Source : Hillert-Richter, L. K. et al., Mesure de la composition du complexe de signalisation induisant la mort CD95 et traitement de la procaspase-8 dans ce complexe. J. Vis. Exp. (2021).

Cette vidéo décrit le transfert western basé sur la chimiluminescence des lysats immunoprécipités. La technique aide à déterminer le traitement et l’activation des protéines. Le signal chimiluminescent détecté est proportionnel au niveau de traitement des protéines lors de son activation.

Protocol

Les expériences sur les cellules T ont été réalisées conformément à l’accord éthique 42502-2-1273 Uni MD.

1. Préparation des cellules pour l’expérience

REMARQUE : Le nombre moyen de cellules pour cette immunoprécipitation est de 1 × 10⁷. Les cellules adhérentes doivent être ensemencées un jour avant l’expérience de sorte qu’il y ait 1 × 10⁷ cellules le jour de l’expérience.

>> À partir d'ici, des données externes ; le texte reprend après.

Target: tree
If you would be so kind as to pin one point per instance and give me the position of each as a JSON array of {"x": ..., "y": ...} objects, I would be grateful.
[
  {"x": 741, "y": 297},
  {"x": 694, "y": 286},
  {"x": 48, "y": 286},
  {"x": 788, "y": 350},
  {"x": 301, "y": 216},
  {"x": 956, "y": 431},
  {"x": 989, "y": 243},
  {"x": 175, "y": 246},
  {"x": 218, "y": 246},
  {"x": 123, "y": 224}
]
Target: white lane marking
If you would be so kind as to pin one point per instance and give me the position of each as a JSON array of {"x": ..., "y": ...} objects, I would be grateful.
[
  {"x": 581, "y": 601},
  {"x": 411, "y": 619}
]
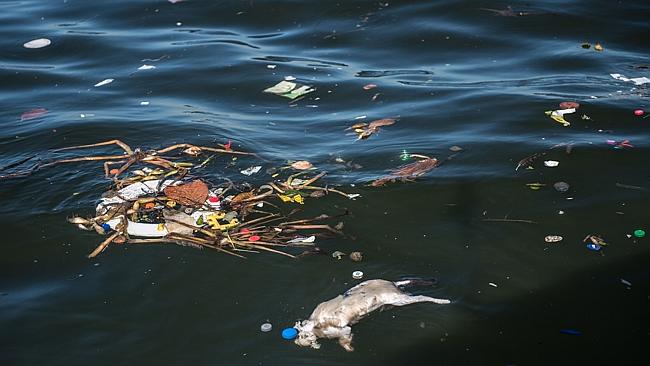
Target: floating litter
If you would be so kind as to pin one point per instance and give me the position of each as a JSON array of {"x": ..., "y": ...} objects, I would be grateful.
[
  {"x": 289, "y": 333},
  {"x": 594, "y": 247},
  {"x": 561, "y": 186},
  {"x": 38, "y": 43},
  {"x": 104, "y": 82},
  {"x": 553, "y": 238}
]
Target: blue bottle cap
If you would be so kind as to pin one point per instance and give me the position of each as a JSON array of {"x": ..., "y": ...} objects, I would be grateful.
[
  {"x": 289, "y": 333},
  {"x": 594, "y": 247}
]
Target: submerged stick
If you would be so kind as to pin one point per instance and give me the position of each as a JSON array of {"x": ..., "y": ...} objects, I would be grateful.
[{"x": 100, "y": 248}]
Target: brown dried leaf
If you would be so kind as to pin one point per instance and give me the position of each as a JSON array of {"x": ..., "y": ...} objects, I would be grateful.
[
  {"x": 357, "y": 125},
  {"x": 191, "y": 194}
]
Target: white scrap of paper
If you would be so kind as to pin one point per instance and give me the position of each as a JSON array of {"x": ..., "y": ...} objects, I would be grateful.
[
  {"x": 104, "y": 82},
  {"x": 636, "y": 81},
  {"x": 551, "y": 163},
  {"x": 282, "y": 87},
  {"x": 310, "y": 239}
]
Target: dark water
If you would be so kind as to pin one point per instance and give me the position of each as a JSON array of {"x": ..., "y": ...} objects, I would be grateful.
[{"x": 452, "y": 73}]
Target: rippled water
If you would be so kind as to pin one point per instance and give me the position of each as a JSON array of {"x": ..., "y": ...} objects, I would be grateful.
[{"x": 452, "y": 72}]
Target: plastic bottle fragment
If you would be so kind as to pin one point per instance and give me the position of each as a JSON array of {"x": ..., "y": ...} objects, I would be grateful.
[
  {"x": 553, "y": 238},
  {"x": 594, "y": 247},
  {"x": 252, "y": 170},
  {"x": 289, "y": 333},
  {"x": 38, "y": 43},
  {"x": 558, "y": 115},
  {"x": 356, "y": 256},
  {"x": 289, "y": 90}
]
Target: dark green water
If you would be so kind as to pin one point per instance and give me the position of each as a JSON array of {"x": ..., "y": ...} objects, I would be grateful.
[{"x": 452, "y": 73}]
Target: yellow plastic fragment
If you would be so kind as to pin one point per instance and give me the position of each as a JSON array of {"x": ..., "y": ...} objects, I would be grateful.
[
  {"x": 285, "y": 198},
  {"x": 558, "y": 118},
  {"x": 213, "y": 220}
]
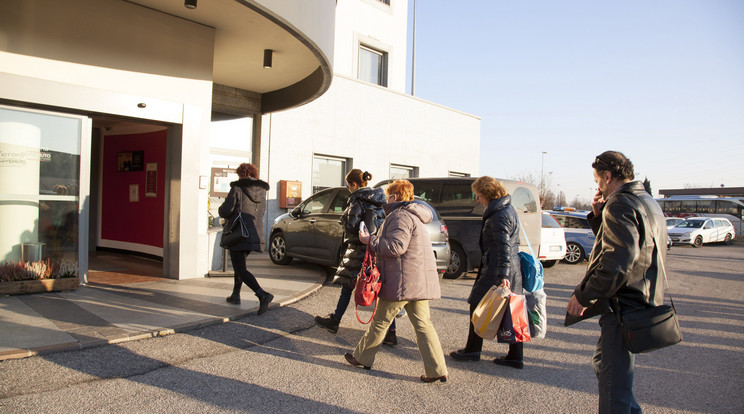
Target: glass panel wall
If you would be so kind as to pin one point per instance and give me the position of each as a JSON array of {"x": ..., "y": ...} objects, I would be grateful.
[{"x": 39, "y": 194}]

1. Préparation des cellules adhérentes pour l’expérience
   1. Semez 5 à 8 × 10 6 cellules adhérentes dans 20 mL de milieu (voir le tableau des matériaux pour la composition) pour chaque condition dans des boîtes de 14,5 cm un jour avant le début de l’expérience.
   2. Le jour de l’expérience, assurez-vous que les cellules sont confluentes à 80-90 % et adhèrent à la parabole. Jetez le milieu et ajoutez du milieu frais aux cellules adhérentes.
2. Préparation des cellules en suspension pour l’expérience
   1. Placez soigneusement 1 × 10⁷ cellules de suspension dans 10 mL de milieu de culture (voir le tableau des matériaux pour la composition) par condition dans des boîtes de 14,5 cm immédiatement avant le début de l’expérience.
   2. Si vous utilisez des cellules primaires, isolez les cellules T primaires conformément à la procédure décrite précédemment. Traiter les lymphocytes T primaires avec 1 μg/mL de phytohémagglutinine pendant 24 h, suivi d’un traitement à 25 U/mL d’IL2 pendant 6 jours.
   3. Placez soigneusement 1 × 10⁸ lymphocytes T primaires dans 10 ml de milieu de culture (voir le tableau des matériaux pour la composition) par condition dans des boîtes de 14,5 cm immédiatement avant le début de l’expérience.
      note: Ce nombre plus élevé de lymphocytes T primaires est recommandé, car ces cellules sont plus petites.

2. Stimulation du CD95L

1. Stimulez les cellules avec le CD95L (produit comme décrit précédemment ou disponible dans le commerce (voir le tableau des matériaux).
   note: La concentration du CD95L et le temps de stimulation dépendent du type cellulaire. Préparez deux fois une condition de stimulation pour générer un échantillon de « contrôle de billes » en parallèle.
   1. Stimulez les cellules adhérentes avec la concentration sélectionnée de CD95L. Tenez la plaque en biais et piquez le ligand dans le milieu sans toucher les cellules adhérentes.
   2. Stimulez les cellules en suspension avec le CD95L en pipetant la solution de ligand dans la suspension cellulaire.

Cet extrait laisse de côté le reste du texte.